Seahorses can be found wrapping their tails around both objects and each other, as they aren’t the most effective of swimmers. Photo taken by Sabrina Mederos.

Every facet of an animal’s behavior tells a story. The seahorse courtship dance doesn’t just tell us how these fish form deep, long-term relationships; it is an essential part of their life cycle, and studying it can tell researchers a great deal about what seahorses need for their health and wellbeing. By keeping seahorse dancing grounds preserved, and by helping create new ones, we’ll ensure that these dances at dawn continue for all the mornings to come. 

Written by: Sabrina Mederos (she/her) is a 3rd year Ph.D Candidate in the Animal Behavior program. She is in Dr. Bales’ lab where she studies the neurobiology and epigenetics of pair bond formation and maintenance in seahorses and prairie voles. She currently is interested in the characteristics of pair bonding and what underlying mechanisms are associated with it. When she’s not in the lab, she loves fostering kittens, archery, and playing video games. 


[1] Vincent, A. C. J. 1995. A role for daily greetings in maintaining seahorse pair bonds. Animal Behaviour 49(1):258–260.

[2] Lin, T., X. Liu, D. Zhang, and S. Li. 2021. Female lined seahorses (Hippocampus erectus) recognize their mates based on olfactory cues. Behavioural Processes 189:104419.

[3] Sogabe, A., and Y. Yanagisawa. 2007. The function of daily greetings in a monogamous pipefish Corythoichthys haematopterus. Journal of Fish Biology 71(2):585–595.

[4] Faleiro, F., L. Narciso, and L. Vicente. 2008. Seahorse behaviour and aquaculture: How to improve Hippocampus guttulatus husbandry and reproduction? Aquaculture 282(1):33–40.

[5] Vincent, A. C. J., K. L. Evans, and A. D. Marsden. 2005. Home range behaviour of the monogamous Australian seahorse, Hippocampus whitei. Environmental Biology of Fishes 72(1):1–12.

[6] Vincent, A. C. J., S. J. Foster, and H. J. Koldewey. 2011. Conservation and management of seahorses and other Syngnathidae. Journal of Fish Biology 78(6):1681–1724.

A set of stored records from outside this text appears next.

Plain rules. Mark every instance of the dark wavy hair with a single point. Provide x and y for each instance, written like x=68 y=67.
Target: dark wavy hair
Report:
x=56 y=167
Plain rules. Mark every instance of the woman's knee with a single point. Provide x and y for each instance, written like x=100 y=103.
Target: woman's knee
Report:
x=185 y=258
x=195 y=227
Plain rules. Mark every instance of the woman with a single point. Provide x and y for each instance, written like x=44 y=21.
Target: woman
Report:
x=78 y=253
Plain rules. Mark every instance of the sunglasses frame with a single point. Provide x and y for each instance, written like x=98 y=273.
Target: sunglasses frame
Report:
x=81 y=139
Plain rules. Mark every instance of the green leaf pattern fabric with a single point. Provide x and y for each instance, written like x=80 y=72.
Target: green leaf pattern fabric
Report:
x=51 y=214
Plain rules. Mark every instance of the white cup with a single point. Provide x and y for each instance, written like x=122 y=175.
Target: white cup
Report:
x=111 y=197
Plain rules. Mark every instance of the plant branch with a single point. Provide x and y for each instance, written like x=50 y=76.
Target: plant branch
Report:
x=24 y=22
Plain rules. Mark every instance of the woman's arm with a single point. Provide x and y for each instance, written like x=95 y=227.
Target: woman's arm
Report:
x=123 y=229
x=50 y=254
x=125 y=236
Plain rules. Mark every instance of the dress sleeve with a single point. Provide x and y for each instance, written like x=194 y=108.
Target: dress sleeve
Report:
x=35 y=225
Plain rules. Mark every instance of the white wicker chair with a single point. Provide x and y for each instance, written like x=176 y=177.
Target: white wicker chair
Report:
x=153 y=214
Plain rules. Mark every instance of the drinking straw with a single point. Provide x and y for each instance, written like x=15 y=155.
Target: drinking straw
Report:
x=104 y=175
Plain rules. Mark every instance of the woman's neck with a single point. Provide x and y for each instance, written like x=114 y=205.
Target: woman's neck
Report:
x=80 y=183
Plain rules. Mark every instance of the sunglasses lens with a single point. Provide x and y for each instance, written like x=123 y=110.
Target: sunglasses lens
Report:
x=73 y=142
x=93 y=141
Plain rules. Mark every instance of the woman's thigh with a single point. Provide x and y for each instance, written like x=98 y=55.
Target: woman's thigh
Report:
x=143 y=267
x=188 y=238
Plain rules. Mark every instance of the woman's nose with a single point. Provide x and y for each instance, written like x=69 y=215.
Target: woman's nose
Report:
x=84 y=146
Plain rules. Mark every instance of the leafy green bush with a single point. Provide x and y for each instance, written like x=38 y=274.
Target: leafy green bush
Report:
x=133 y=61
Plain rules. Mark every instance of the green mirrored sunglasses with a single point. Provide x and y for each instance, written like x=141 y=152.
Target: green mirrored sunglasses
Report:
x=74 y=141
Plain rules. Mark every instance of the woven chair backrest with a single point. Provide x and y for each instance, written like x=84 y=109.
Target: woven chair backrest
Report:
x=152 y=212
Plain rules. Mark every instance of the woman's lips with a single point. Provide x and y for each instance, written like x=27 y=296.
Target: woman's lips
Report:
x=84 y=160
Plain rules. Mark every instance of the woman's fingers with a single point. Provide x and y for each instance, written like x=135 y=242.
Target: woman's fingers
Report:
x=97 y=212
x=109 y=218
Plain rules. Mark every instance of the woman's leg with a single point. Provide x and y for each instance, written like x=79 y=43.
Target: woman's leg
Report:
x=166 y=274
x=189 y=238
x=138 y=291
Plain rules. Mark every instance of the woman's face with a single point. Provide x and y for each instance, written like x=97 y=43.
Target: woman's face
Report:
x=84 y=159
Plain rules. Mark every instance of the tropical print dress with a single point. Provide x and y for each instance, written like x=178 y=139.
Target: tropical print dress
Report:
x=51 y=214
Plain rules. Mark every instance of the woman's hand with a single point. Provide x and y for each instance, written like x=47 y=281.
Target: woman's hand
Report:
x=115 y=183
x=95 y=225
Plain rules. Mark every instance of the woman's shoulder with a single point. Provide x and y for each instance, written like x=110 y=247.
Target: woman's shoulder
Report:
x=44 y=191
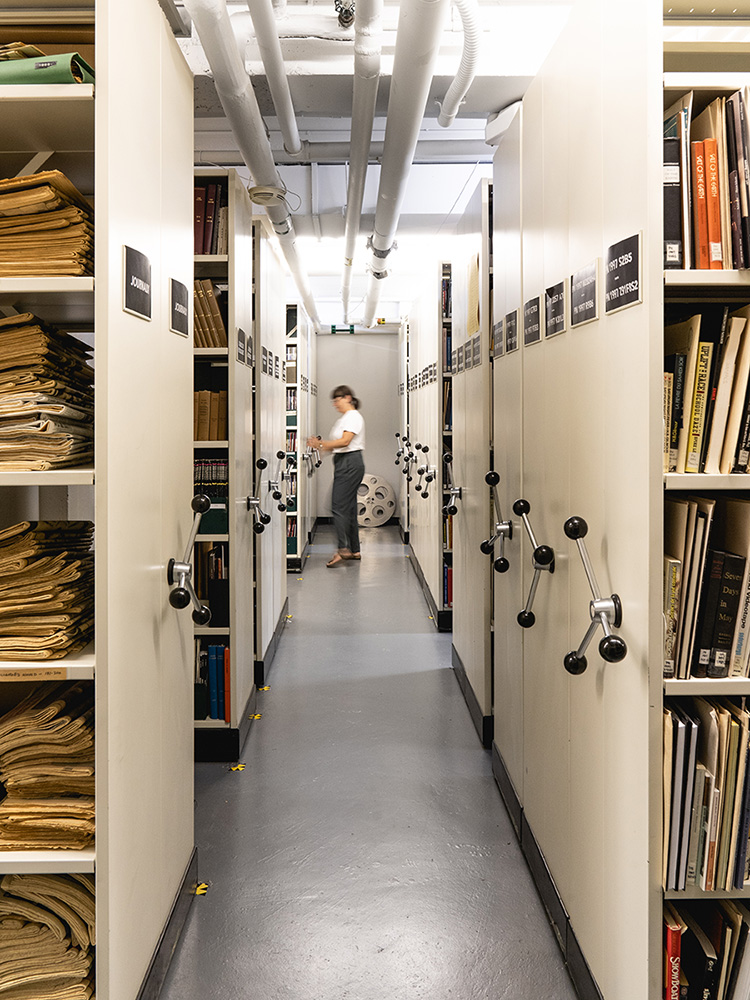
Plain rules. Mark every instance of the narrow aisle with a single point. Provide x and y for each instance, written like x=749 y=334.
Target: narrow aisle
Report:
x=364 y=853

[7] Foster, S. J., and A. C. J. Vincent. 2004. Life history and ecology of seahorses: implications for conservation and management. Journal of Fish Biology 65(1):1–61.

[8] Faleiro, F., M. Baptista, C. Santos, M. L. Aurélio, M. Pimentel, M. R. Pegado, J. R. Paula, R. Calado, T. Repolho, and R. Rosa. 2015. Seahorses under a changing ocean: the impact of warming and acidification on the behaviour and physiology of a poor-swimming bony-armoured fish. Conservation Physiology 3(1).

[9] Woods, C. M. C. 2000. Preliminary observations on breeding and rearing the seahorse Hippocampus abdominalis (Teleostei: Syngnathidae) in captivity. New Zealand Journal of Marine and Freshwater Research 34(3):475–485.